Sabrina Amrani opened her eponymous gallery in Madrid in 2011. French of Algerian origin, Sabrina Amrani was confronted with various societies and customs while growing up. This motley childhood turned into a vision shared by many of the artists she works with. She reaches out to artists around the world and aims to bridge cultural gaps and advance dialogue, exchange and scientific development across borders.

Sabrina Amrani Gallery focuses on recommendations that invite viewers to reflect on society and the individual, examining topics such as personality and space, as well as attempting to solve socio-political problems. She regularly coordinates and participates in unpaid activities such as screenings, studios, school programs, public discussions and debates with relevant and well-known names in her space.

In January 2019, Sabrina Amrani opened a second space in Madrid. She will present for the next 1-54 Contemporary African Art Fair the artist Alexandra Karakashian who in her work perceives her origin in her own and her family’s ancestry, and reflects on recent concerns of exile, relocation and rules of exclusion, Amina Benbouchta who studies the complex social constructions of contemporary life through these different mediums, Joël Andrianomearisoa who is concerned as much as possible with the cooperations of space, light and shade, revising Josef Albers‘ examination with solid and authentic constructivist suggestions to offer each creation the different feelings and Mónica de Miranda who depends on metropolitan prehistoric study subjects and individual topographies.

The Breeder

The Breeder was founded in 2002 in Athens by Sabrina and George Vamvakidis. It grew naturally from The Breeder magazine that was launched in 2000 and from the need to create a creative exchange between Athens and the world. In recent years, The Breeder has played a pioneering role in enhancing the contemporary art scene in Greece. It is accessible to artists of all identities, genders and religions, supporting a deeper agreement and free exchange of thoughts and beliefs in contemporary art.

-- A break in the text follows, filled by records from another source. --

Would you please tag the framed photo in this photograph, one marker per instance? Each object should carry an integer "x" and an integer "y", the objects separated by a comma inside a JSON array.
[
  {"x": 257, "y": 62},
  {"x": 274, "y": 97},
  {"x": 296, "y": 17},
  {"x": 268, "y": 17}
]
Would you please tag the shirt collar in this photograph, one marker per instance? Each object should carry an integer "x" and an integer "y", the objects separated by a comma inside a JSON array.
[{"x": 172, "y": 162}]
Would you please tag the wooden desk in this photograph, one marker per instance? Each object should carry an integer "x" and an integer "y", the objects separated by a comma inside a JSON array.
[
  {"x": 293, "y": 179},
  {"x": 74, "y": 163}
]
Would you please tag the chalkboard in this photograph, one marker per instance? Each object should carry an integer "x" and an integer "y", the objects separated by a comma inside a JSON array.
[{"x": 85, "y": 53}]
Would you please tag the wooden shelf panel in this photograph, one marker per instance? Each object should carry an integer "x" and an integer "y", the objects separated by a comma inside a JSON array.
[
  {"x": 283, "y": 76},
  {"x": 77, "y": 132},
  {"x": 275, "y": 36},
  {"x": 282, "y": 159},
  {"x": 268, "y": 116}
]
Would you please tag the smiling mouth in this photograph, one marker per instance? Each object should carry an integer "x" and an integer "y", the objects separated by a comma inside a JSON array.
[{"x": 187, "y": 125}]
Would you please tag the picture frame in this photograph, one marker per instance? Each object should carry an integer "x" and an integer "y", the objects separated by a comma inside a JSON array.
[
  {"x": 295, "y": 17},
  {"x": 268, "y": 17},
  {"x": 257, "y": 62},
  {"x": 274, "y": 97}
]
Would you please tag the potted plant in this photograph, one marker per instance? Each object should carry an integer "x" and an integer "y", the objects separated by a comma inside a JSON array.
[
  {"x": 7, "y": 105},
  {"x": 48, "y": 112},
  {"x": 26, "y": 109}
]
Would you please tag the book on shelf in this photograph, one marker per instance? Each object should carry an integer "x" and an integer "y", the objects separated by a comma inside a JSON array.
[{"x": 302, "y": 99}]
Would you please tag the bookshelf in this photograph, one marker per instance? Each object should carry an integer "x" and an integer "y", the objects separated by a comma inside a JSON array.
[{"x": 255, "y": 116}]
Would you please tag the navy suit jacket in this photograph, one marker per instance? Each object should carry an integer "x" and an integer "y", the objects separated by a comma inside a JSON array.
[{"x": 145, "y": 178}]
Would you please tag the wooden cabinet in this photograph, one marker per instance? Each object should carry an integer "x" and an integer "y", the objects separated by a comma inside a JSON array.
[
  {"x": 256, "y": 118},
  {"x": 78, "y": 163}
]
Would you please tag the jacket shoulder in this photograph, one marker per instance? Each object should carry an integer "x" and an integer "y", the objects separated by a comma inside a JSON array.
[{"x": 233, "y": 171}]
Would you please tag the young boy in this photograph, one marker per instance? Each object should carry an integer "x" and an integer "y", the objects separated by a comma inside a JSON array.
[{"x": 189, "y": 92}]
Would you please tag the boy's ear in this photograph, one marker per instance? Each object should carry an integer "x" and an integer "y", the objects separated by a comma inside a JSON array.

As of 2019, The Breeder offers The Breeder Open Studio as a way to attract with the creation of imaginative practices. A few times a year, the exhibition space is changed into a studio space for four to about a month and a half, facilitating a hosted artist’s studio.

For the upcoming 1-54 Contemporary African Art Fair to be held in Paris, The Breeder will present artists Adegboyega Adesina with her close-up images of black subjects with rich ranges of shading and a unique sense of character, Deborah Segun who praises different groups of women through research on form, shading and image, and Victor Kenechukwu who approaches likeness as a demonstration of narrative and depicts his subjects through an iconographic focal point, connecting individual stories and understandings with elements of Nigerian culture, imagery and sayings.

The Third Line

Established in 2005, The Third Line is a Dubai-based gallery that caters to contemporary Middle Eastern artists on a local, provincial and universal level. Spearheading art and emerging voices from the region and its diaspora, The Third Line has developed a unique program that examines the diversity of practice in the region.

Anuar Khalifi, Safi Safari, 2021, Acrylic on canvas, 173 x 125cm.
Courtesy of the artist and The Third Line

In addition to its exhibitions, The Third Line participates in the creation of art publications in English and Arabic, and hosts a variety of non-profit projects that enrich the discussion of art, film, music and writing in the Middle East. The Third Line represents artists Abbas Akhavan, Fouad Elkoury, Hassan Hajjaj, Youssef Nabilet Zineb Sedira and will present for the upcoming 1-54 Contemporary African Art Fair artist Anuar Khalifi, who creates sumptuous, point-by-point, vivid artworks, that reward the keen eye with captivating layers of meaning with components that blend reality and fiction to oppose generalizations about the Middle East while inspiring an innocent naiveté in an effort to destroy the norm of Orientalism.